Doesn't seem terribly hard to replicate the main function. I forget what it's called, but it's an algorithm where you set rules for the tiles, and it keeps track of the possible solutions for each tile, like a sudoku algorithm. Could be used so every time you change a block, it changes the surrounding blocks to the closest within the ruleset. Edit: It's Wave Function Collapse
@@nowonmetube Wave Function Collapse. I haven't done it yet, but plan to in the future. Would love to have it as a part of the game engine I'm working on.
@@rmt3589 sounds interesting, because I had the idea of s Sudoku like puzzle mechanic in my own project, but different. Yours sounds like it could be useful maybe. 🤔
Might implement LDtk one day to my small 2D engine I'm working on. Already got my 2D renderer, physics implemented with Aether Physics 2D (Box2D port) and a small entity component system that's meh but works good enough for now.

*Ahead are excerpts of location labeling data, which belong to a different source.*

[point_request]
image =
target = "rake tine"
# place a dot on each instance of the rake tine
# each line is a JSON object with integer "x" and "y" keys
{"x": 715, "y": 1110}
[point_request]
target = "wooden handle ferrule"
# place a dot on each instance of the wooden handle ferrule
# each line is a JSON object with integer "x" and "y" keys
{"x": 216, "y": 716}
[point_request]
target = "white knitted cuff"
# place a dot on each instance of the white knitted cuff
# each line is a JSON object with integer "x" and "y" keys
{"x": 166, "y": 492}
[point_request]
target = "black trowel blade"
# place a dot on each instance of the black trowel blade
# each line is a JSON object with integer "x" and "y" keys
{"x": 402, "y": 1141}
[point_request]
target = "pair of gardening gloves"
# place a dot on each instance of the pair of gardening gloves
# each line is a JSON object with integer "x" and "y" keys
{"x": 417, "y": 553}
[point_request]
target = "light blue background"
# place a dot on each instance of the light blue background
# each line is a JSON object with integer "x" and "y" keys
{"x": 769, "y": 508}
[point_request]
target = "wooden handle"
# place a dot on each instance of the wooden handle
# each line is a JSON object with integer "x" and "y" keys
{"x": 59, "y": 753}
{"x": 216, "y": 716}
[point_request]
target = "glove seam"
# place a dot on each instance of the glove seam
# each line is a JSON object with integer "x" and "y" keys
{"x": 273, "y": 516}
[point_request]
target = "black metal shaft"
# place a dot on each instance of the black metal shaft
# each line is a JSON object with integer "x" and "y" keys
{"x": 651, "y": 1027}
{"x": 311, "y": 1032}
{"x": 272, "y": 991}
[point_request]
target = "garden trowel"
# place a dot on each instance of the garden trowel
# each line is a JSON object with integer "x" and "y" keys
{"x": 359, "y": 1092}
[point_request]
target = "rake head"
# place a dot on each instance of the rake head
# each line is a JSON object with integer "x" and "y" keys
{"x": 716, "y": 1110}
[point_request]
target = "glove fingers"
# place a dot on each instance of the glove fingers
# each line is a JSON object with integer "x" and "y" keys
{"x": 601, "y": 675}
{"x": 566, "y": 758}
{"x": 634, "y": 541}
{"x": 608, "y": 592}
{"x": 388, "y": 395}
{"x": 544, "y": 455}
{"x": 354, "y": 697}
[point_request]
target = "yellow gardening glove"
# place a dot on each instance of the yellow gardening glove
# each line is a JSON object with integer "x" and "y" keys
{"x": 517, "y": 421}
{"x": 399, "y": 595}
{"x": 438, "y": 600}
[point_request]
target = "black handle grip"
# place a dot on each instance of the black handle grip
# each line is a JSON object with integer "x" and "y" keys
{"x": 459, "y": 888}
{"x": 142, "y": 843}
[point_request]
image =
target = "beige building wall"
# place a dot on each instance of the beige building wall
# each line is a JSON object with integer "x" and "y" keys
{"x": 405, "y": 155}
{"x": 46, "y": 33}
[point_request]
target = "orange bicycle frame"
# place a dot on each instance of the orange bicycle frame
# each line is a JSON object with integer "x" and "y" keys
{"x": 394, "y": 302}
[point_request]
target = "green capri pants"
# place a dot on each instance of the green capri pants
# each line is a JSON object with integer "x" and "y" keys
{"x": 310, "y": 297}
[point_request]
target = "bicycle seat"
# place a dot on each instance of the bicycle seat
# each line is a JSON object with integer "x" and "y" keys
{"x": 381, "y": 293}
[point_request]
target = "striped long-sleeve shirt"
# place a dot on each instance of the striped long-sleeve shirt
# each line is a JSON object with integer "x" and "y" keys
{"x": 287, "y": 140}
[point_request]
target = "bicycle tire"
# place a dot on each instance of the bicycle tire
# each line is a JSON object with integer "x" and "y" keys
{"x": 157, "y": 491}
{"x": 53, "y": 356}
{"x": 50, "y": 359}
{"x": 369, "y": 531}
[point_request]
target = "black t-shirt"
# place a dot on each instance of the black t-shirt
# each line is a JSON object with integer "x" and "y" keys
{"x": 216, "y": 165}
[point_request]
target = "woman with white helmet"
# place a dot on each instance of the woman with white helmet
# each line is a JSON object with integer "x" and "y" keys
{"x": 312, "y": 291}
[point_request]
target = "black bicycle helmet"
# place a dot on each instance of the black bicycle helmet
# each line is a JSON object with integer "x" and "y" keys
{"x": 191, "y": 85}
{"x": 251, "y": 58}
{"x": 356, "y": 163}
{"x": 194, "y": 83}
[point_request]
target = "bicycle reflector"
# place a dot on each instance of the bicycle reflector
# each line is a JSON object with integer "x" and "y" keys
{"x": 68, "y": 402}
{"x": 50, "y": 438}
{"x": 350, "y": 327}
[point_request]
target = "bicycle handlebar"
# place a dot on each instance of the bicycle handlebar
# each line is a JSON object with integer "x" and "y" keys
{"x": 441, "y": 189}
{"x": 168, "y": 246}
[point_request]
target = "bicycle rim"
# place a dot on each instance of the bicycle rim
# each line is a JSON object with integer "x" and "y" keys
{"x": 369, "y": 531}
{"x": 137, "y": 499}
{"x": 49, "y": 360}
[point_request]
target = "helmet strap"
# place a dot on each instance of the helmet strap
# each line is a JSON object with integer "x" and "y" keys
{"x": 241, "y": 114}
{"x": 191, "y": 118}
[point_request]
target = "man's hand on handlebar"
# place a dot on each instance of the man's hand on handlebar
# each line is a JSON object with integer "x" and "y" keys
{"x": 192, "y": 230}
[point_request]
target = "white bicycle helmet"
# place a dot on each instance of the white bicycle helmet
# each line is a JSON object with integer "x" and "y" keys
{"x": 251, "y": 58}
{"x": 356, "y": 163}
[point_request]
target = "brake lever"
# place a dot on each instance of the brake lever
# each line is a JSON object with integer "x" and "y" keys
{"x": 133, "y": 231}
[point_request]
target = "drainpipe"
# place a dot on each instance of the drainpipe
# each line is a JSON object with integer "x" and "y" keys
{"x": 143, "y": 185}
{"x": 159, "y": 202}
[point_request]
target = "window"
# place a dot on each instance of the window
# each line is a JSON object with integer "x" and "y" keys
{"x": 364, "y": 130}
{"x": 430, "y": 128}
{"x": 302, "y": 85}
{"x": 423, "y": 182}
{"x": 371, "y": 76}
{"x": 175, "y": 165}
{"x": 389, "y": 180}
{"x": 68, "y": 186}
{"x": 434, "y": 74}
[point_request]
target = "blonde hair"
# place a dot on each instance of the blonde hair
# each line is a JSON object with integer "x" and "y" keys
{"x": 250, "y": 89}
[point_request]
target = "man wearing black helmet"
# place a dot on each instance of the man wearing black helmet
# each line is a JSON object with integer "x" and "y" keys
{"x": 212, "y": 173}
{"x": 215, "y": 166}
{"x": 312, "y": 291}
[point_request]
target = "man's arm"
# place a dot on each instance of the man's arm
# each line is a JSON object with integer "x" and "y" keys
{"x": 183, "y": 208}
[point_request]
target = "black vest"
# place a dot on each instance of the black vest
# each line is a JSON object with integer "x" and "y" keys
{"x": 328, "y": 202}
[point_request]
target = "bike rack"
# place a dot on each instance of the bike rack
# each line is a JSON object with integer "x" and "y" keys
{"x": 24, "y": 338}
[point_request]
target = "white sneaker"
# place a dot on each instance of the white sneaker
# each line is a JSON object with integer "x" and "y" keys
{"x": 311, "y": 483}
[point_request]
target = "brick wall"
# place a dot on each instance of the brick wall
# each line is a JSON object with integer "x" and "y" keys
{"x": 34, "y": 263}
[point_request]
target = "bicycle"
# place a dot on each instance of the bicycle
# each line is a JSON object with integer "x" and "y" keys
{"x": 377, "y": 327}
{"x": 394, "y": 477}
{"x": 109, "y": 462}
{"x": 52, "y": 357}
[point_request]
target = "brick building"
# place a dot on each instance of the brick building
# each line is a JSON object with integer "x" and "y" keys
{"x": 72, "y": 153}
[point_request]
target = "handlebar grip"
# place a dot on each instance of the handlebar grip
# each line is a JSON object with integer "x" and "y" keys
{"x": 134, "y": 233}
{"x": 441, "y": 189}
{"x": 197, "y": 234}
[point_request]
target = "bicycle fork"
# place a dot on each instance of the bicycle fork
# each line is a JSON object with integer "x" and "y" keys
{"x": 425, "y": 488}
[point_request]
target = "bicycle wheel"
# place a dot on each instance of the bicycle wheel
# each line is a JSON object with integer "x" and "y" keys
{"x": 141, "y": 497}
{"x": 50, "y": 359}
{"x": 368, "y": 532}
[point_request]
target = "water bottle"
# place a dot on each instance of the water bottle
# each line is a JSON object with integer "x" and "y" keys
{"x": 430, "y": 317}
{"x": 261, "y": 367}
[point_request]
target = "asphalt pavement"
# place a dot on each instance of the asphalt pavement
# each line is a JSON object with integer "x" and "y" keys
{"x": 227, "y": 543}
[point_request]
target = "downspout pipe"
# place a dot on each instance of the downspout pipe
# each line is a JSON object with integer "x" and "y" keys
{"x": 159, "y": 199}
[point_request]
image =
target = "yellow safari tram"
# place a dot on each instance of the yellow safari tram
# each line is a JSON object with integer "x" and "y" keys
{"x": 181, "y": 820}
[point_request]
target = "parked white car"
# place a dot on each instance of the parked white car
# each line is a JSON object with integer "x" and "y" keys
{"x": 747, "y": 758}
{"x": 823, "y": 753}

@adam-the-dev yeah but it's such a pain in the ass to add all the entities of my game each time I want to make a new level. Biggest slowdown is when you add a new rule tile. BUT apparently that has been fixed in the update so great news
Alright, I’m sold! Godot’s system is great and I even made a script to build the tile map from an image file, but I’m rubbing up against limits already. Super excited to try this
>The Best 2D Map Editor? Until it can do isometric like tiled, then very much 'no'. It should have done this before making chest and items in chests which can work very differently in actual games to this simplistic way of doing things with loot tables and randomness.
How come these still don't have spline based "sprite shape support" ? . Spine pro gave us the " mesh based animation" from the Ubiart framework , But only unity (built in and there's an awesome addon with tons of extra functionality too) gave us level design the same way that Ubiart does . I am surprised these level deisgn tools dont even try to implement it
The moment you implement something like that you've stepped away from a tile-based system and all the benefits that go with it. It's not better or worse, just a different approach, and one these editors are likely not focused on.
@@Dave-rd6sp That makes sense , its still weird that there's absolutely no third party tool for that . I am a huge fan fan of the ubiart framework and how efficient it was for them to prototype rayman series with it .
I love this project but honestly the UI/UX is terrible. It's like he just ignored 30 years of UI/UX principles and just did his own thing. It's a mess. I think it would get greater adoption if he overhauled the UI/UX to be more familiar and consistent.